Stena Line to help retailers with extra ferries
Stena Line will put on two extra ferry services from Scotland to Northern Ireland from today, the UK Transport Secretary Grant Shapps has said.
He told the Commons it would be of help to some retailers including Asda and M&S.
Mr Shapps said the company had already “stepped up” following the suspension of P&O routes last week.
Up to 50 staff from Northern Ireland will be directly impacted by P&O’s move to fire 800 workers last week.
Mr Shapps said if it was confirmed that relative notice periods and consultations were not conducted before P&O staff were fired, then it would be a “a matter for criminal prosecution and unlimited fines”.
The Economy Minister Gordon Lyons has accused the firm of “ripping up the employment rule book”.
Mr Lyons said he did not believe P&O had acted within either the “spirit or letter” of employment law, a matter devolved to Northern Ireland.
Officials are investigating potential remedies for breaches of the law.
Earlier, Agriculture minister Edwin Poots had warned that about 50% of Northern Ireland’s food is exported out of Great Britain.
As P&O sailings are a key part of Northern Ireland’s retail logistics infrastructure, the matter needed to be resolved “very quickly”, NIRC’s director Aodhán Connolly said.
He said retailers had stock in large distribution centres which should last for about four or five days.
Mr Connolly said retailers were looking at alternative Irish Sea options such as using the ports of Belfast and Warrenpoint in Northern Ireland and Dublin in the Republic of Ireland.
On Thursday, the company fired about 800 of its workers, with about a quarter of the staff hearing the news via a pre-recorded video message.
A private security firm was sent on board the vessel in Larne, County Antrim, which remains docked at the port, to remove staff.On Monday, P&O said its services, including the crossing from Larne to Cairnryan in Scotland, would be “unable to run for the next few days”.
“For essential travel, customers are advised to seek alternatives themselves,” the firm continued.
It had been suggested at the time of the workforce announcement that it could be a week before the ferry service could resume.
The company said it would update its Twitter account regularly to inform people of the operational situation.
On Monday, Northern Ireland’s Consumer Council said that following talks with P&O, travellers affected by the disruption could re-book their crossing with Stena Line and claim expenses from P&O.
The council’s head of transport, Richard Williams, said people could also claim for additional expenditure, such as some hotel or mileage costs.

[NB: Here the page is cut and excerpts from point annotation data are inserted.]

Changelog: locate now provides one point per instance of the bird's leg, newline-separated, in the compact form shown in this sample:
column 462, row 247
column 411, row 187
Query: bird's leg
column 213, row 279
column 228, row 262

“Originally that wasn’t going to be the case but they’ve accepted that because they can’t provide the re-rerouting they normally would that people really have to book with Stena,” he said.
Mr Williams said it was common for mechanical issues to cause delays to ferry services but the P&O situation was one that was “going on and on”.
“It is certainly an unusual situation which is causing real problems for passengers,” he added.
Mr Williams said the biggest issue was the employee situation but he warned the company faced “financial repercussions” to resolve customer issues also.